Of course, it’s not all about the fit; customers want to try on a piece to see if it’ll suit their style and coloring too. Zeekit is a virtual fitting room start-up that works with brands like Gucci, ASOS, Levi’s, and Tommy Hilfiger. It maps clothing onto models with a wide variety of body shapes and ethnicities, helping customers to see how a garment looks on someone who resembles them. The company founder, Yael Vizel, says that two chain stores that are using Zeekit have seen returns drop from 38% to 2%. Other platforms are taking the virtual fitting room a step further, using machine learning and AI to create 3D renderings of clothing. Style.me allows customers to create an avatar with their body measurements, which can also be personalized down to the face, skin tone, and hairstyle.

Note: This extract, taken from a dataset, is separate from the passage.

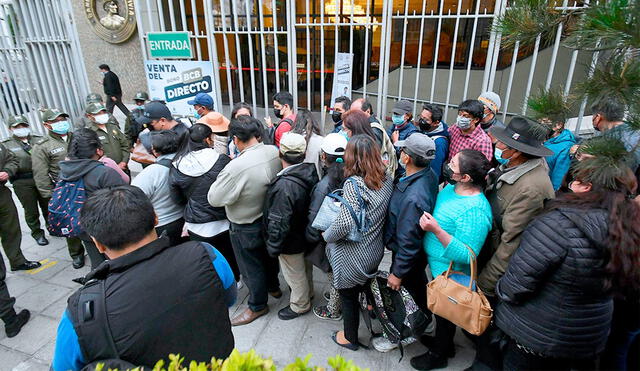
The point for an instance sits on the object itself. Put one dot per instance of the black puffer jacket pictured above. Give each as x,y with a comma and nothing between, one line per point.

Keen to avoid the hassle of returns altogether? The best thing you can do is shop in-store. Return rates for in-store purchases are significantly lower (in the single digits) than when you shop online, meaning you’re more likely to make a more informed decision if you can see and try a garment on IRL. Alternatively, you can resell on platforms like Vestiaire Collective and Depop, or if you’re feeling really generous, gift your unwanted pieces to charity or someone you know who would appreciate some new items.
At the end of the day, e-commerce is only going to take up more of the fashion market in the coming years, so it’s worth embracing tech solutions to help you find the best fit and prevent having to return your purchases in the first place. You’ll be doing your wardrobe, the planet, and your favorite brand a favor.